The new study operates under the theory that testosterone provides protection against autoimmune disease. Women have just ten percent of the testosterone that men do, implying that they likely do not receive the same protective effects.
A recent University of Turku study found that estrogen also plays a role in women being more prone to autoimmunity. As opposed to testosterone, women produce a lot more estrogen than men do. Researchers found that estrogen receptor proteins cause dysfunction in regulatory T cell activity. These are cells that maintain the balance between too much inflammation and too little inflammation, and they are often implicated in autoimmune disease pathology.
In the new study, researchers observed testosterone reducing the number of B cells, which produce antibodies. B cells and antibodies are part of the adaptive immune system where, along with T cells, they produce a specific response to bacterial or viral infections. Antibodies are useful during an immune attack on invading pathogens, but when B cells produce antibodies that attack the body’s own cells - called autoantibodies - autoimmune diseases can develop.
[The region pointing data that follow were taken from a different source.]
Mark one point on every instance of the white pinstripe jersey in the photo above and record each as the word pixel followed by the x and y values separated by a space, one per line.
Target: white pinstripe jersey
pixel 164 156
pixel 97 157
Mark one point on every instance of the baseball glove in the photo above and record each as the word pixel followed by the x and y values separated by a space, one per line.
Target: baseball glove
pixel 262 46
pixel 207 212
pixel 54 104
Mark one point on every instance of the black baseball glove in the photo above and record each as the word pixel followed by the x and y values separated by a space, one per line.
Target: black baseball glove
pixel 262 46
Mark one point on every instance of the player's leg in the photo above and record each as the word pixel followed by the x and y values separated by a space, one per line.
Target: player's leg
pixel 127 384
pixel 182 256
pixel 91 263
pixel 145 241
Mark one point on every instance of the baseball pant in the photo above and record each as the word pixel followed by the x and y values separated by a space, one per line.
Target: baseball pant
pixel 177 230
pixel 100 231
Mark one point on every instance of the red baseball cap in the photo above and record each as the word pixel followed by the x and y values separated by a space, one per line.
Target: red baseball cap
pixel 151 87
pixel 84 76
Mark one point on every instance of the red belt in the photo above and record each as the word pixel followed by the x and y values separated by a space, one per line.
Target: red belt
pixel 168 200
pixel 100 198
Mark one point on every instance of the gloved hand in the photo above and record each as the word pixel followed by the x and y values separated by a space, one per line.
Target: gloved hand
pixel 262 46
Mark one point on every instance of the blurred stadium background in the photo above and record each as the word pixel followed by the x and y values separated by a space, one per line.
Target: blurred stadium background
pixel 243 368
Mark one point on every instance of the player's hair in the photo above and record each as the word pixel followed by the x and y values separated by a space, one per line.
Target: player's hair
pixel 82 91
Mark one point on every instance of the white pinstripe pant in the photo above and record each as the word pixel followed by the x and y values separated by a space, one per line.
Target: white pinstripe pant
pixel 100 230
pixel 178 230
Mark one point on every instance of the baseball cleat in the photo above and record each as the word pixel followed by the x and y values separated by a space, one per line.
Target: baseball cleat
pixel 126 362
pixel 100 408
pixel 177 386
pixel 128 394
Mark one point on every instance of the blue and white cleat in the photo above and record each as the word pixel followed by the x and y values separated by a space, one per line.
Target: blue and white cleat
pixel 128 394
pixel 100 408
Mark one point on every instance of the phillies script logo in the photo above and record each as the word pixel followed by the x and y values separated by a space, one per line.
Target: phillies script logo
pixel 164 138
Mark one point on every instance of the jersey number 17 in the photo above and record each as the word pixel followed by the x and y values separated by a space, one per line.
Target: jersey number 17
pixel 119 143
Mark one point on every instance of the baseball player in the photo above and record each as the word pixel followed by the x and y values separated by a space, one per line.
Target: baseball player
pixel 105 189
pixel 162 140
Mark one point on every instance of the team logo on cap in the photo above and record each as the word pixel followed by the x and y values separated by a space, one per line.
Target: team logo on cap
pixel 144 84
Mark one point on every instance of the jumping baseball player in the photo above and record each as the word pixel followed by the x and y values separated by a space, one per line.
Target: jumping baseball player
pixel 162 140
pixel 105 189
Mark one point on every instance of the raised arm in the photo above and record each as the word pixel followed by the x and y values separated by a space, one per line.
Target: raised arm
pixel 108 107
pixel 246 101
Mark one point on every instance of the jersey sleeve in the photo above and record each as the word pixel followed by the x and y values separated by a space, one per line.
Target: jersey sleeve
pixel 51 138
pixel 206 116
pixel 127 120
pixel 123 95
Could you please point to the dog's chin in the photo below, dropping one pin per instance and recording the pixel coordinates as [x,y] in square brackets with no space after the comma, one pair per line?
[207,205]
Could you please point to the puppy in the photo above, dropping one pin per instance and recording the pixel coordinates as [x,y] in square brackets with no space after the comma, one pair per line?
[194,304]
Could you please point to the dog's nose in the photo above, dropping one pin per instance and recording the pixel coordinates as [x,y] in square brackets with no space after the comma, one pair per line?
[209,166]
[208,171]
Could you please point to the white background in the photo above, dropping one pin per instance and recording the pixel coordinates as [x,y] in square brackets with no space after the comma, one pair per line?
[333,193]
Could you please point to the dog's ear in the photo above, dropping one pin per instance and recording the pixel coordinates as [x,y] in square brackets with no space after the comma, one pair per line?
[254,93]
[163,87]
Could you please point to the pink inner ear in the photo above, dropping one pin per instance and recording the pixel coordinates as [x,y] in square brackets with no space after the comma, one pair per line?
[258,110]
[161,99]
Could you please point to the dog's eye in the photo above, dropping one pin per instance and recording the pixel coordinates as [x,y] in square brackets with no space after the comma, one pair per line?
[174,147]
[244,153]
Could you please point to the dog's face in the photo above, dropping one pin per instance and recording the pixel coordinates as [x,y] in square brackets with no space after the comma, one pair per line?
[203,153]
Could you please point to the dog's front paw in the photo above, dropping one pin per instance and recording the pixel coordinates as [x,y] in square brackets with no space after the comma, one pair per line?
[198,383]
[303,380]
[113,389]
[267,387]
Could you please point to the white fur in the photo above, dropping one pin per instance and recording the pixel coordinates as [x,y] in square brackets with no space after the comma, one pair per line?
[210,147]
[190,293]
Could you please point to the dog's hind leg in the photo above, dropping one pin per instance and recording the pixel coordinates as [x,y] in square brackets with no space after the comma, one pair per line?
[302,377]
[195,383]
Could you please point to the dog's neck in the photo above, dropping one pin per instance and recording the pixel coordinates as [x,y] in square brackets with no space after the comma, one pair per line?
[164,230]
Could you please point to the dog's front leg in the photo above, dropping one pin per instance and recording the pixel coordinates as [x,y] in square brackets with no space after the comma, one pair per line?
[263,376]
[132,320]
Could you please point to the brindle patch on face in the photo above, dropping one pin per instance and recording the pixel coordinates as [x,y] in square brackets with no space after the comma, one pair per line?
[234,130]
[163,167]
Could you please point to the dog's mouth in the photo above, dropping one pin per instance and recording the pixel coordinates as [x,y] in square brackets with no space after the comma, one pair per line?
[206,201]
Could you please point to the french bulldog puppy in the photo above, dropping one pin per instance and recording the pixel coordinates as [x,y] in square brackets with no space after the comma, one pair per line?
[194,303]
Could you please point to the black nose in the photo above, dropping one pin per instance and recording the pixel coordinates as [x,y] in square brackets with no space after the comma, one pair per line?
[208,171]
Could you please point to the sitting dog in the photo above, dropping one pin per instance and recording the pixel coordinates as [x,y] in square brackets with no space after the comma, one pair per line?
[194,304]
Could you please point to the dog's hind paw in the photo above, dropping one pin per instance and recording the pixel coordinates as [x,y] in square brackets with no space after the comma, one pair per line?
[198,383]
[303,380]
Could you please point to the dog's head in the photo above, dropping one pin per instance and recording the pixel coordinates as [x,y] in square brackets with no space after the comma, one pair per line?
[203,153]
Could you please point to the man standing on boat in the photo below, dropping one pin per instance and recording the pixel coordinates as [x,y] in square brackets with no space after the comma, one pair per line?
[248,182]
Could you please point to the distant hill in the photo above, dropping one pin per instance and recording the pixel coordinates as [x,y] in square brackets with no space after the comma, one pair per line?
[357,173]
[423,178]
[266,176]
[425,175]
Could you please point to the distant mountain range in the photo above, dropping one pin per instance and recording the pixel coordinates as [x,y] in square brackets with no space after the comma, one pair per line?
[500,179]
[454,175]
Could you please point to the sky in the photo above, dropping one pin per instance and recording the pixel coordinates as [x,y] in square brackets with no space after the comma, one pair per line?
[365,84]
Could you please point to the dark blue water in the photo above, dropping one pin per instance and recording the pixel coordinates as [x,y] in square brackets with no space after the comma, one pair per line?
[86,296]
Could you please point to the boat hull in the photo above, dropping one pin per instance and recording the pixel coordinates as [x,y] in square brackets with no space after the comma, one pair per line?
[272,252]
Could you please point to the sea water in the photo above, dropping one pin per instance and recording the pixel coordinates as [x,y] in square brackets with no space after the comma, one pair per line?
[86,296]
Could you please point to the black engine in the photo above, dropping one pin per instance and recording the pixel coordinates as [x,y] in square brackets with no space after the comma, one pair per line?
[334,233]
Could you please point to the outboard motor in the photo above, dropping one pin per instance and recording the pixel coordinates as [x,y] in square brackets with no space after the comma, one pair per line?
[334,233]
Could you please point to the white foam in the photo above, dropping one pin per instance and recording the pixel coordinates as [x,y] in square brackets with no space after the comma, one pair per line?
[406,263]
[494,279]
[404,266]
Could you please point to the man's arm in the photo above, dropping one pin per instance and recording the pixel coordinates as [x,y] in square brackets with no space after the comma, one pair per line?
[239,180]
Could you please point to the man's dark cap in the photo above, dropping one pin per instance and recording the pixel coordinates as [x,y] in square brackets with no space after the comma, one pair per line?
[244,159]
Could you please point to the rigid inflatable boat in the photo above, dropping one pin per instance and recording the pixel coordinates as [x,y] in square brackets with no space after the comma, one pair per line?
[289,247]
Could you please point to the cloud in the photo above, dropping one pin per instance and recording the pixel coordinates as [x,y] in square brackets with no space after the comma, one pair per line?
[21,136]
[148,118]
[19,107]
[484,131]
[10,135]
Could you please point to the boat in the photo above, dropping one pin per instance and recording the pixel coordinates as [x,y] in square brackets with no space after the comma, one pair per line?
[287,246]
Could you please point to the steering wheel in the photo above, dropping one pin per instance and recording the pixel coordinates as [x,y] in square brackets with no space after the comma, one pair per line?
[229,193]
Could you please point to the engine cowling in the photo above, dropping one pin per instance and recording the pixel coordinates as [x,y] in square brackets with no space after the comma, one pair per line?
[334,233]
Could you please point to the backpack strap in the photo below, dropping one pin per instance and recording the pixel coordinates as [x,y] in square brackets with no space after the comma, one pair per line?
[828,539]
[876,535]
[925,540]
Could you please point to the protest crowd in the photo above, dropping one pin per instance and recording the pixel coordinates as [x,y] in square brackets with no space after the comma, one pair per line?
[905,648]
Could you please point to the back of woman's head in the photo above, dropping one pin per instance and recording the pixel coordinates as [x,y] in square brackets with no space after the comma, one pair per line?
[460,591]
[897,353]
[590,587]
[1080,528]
Researchers looked specifically at the relationship between testosterone and B cell production in the spleen, taking and analyzing blood samples from 128 men. They found that testosterone suppress activity of a protein called BAFF, which promotes B cell viability.
Similarly, past research has showed that genetic variations in BAFF increase the risk of autoimmune diseases. This includes lupus, which is treated in part with BAFF inhibitors.
“If you eliminate testosterone, you get more BAFF and thereby more B cells in the spleen because they survive to a greater extent,” Tivesten explained. “Recognition of the link between testosterone and BAFF is completely new. No one has reported this in the past.”
The present study was published in the journal Nature Communications.